Whilst the UK is in the Brexit transition period, there is still the unresolved issue of a future adequacy decision by the EU Commission on the UK’s capability to provide adequate protection. When the transition period ends, the UK, as a third country, will need to have a series of legal mechanisms in place to preserve data flows between the EU and the UK, if no adequacy decision is present. These mechanisms include SCCs or Binding Corporate Rules (BCRs) which cover intra-group transfers. In the event that an adequacy decision is not provided before 1st January 2021, these legal mechanisms will need to be incorporated into contracts that UK firms have with EU-based companies. Regarding large multinational companies set up in the UK and in the EU, intra-group agreements will need to be approved so that BCRs are incorporated and complied with.
Recently, from the EU’s perspective, there have been some interesting developments on data transfers to the United States.
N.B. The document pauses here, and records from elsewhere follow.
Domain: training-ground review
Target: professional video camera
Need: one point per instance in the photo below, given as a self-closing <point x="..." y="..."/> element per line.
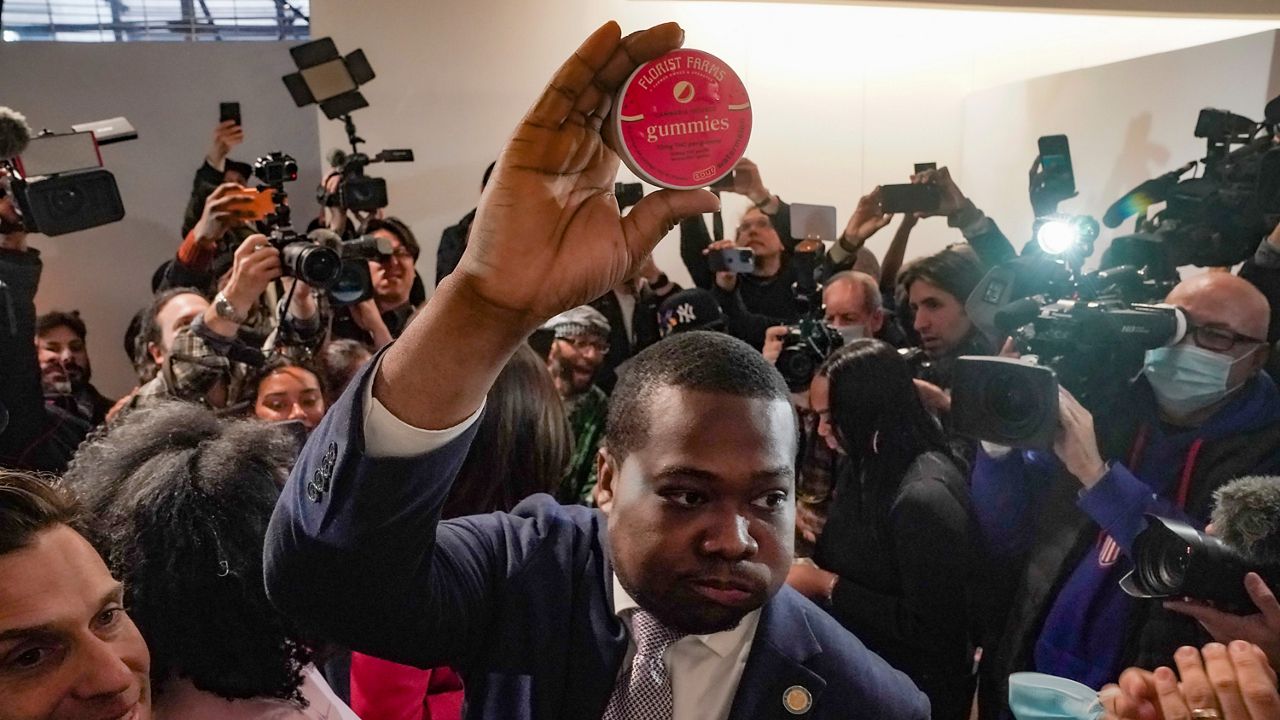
<point x="58" y="180"/>
<point x="1173" y="559"/>
<point x="810" y="341"/>
<point x="1092" y="349"/>
<point x="301" y="258"/>
<point x="357" y="191"/>
<point x="1219" y="218"/>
On 15th June, the chair of the European Data Protection Board’s (EDPB) wrote a letter to the EU Parliament outlining the EDPB’s concerns with the 2019 US-UK Electronic Data for the Purpose of Countering Serious Crime Agreement. The EDPB was particularly concerned with the U.S measures contained in Section 3 of the U.S. CLOUD (Clarifying Lawful Overseas Use of Data) Act which provides that “any U.S. court shall take into account the interests of the United States, including the investigative interests of the government entity seeking to require the disclosure”. The U.S. government entities, referred to in the statute, that are of particular concern to the EDPB, are U.S. National Security Agencies (i.e. CIA, NSA, FBI) who are often cited as being responsible for the mass processing of personal data within the U.S. The CJEU regards the U.S. approach as contravening the GDPR principle of processing data in a manner that is necessary and right for the respect of privacy as set out in the European Charter of Fundamental Rights.
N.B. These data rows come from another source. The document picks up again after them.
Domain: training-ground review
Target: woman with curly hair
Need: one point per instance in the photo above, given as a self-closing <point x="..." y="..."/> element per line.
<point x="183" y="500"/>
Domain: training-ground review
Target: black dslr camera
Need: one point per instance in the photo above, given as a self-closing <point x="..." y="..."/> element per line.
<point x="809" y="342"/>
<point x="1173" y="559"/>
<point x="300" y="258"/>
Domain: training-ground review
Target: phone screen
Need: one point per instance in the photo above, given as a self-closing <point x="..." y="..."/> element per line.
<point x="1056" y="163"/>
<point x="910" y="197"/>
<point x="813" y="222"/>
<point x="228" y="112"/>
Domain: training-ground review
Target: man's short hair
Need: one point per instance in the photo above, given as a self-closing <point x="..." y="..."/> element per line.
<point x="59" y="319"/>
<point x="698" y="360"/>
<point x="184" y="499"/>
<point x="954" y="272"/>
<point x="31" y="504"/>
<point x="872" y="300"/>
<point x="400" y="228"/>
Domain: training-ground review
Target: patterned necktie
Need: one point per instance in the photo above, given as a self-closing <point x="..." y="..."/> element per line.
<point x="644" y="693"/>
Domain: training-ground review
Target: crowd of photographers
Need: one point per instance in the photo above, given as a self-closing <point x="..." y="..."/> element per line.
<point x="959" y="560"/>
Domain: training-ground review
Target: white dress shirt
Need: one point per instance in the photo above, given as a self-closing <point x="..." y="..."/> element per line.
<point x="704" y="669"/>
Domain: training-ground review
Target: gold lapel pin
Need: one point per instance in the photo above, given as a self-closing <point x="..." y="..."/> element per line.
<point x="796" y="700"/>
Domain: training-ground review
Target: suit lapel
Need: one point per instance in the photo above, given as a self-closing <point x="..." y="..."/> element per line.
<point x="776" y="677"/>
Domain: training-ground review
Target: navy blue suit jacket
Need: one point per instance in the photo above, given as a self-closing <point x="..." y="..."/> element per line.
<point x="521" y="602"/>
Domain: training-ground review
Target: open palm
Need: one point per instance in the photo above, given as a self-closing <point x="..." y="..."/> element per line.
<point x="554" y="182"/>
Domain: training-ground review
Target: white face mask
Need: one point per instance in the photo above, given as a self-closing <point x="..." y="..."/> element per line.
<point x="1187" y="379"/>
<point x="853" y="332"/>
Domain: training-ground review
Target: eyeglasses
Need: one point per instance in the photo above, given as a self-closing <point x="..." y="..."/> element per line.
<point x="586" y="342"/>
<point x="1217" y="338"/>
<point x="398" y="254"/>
As the CJEU has now invalidated the EU-U.S. Data Privacy Shield, there is now a legal lacuna that is currently filled by using SCCs and BCRs. However, it may well be that the EU Commission and the U.S. Government will agree a new data transfer agreement in the future. From the EU’s perspective, any new agreement will need to supersede U.S. domestic law or guarantee that U.S. Privacy legislation is extended to EU data subjects because the EU will need to be confident that U.S. Courts do not legally provide U.S. National Security Agencies with unfettered access to all EU data subjects’ personal data when it is transferred from the EU to the U.S. Otherwise, there is going to be a persistent risk that any new agreement would contravene the GDPR and the European Charter of Fundamental Rights.
In light of the UK’s agreement with the U.S. last year, the EDPB has recommended to the EU Commission, when reaching an adequacy decision about the UK, that it should take into consideration the agreement between the UK and U.S. when assessing the overall level of protection of data in the UK. This reflects the EU Commission’s caution that any data that is transferred from the EU to the UK could, in due course, be transferred to the U.S. without the EU data subject’s knowledge and without GDPR protection.